I probably wouldn't write "increment the total", but I think it makes sense to comment on what the total is/represents, or why the total is incremented in some particular way (if it's non-obvious).

My beef with "increment the total" comments is not that they are there, but rather that they don't help me get the big picture.


That example is rather hyperbolic and not particularly useful. I can't recall the last time in 15 years that I thought "this code has too many comments!"


Back in college I was a teaching assistant for CS classes and graded a lot of what was very often very poorly written and majorly undercommented code. But I do remember once getting an incredibly unnecessary 2 page long comment for a 10 line function.

That may be the only time that thought has gone through my head.

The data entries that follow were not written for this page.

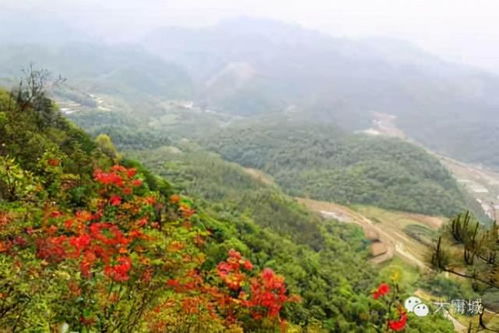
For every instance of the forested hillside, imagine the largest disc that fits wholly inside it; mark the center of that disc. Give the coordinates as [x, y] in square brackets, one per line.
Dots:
[103, 247]
[322, 162]
[250, 66]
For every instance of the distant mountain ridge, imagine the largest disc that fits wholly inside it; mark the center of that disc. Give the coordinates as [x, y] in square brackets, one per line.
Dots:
[448, 107]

At my first internship, the code base had basically no comments in it, but was in general very clean, very organized, and there was a ton of thought put into naming and organization for readability. It was a good exercise for me working like that because it forced me to not rely on comments to explain messy code. But I also remember having long debates about what to name a variable to make it perfectly clear to the next person reading this code what it does (and often times ending up with excessively long variable names) and thinking "wow...this is a waste of time. You could just add a 1 line comment"


Consider the standard Java cough paradigm used by multitudes of developers, and on by default in many Java IDEs:

    /* Gets the person's name
       @returns the person's name */
    public String getName() {
       return name;
    }
That is insane. The comment adds nothing to anyone's day and helps no one better understand the method than after simply reading the method signature.


It generates auto-docs, which are useful. It's just a ridiculously verbose way to do it, and it would be preferable if the documentation could be generated without the repetitive comment.


"I can't recall the last time in 15 years that I thought "this code has too many comments!""

I've thought that every time I see a source file that contains an automatically generated header built from the revision history.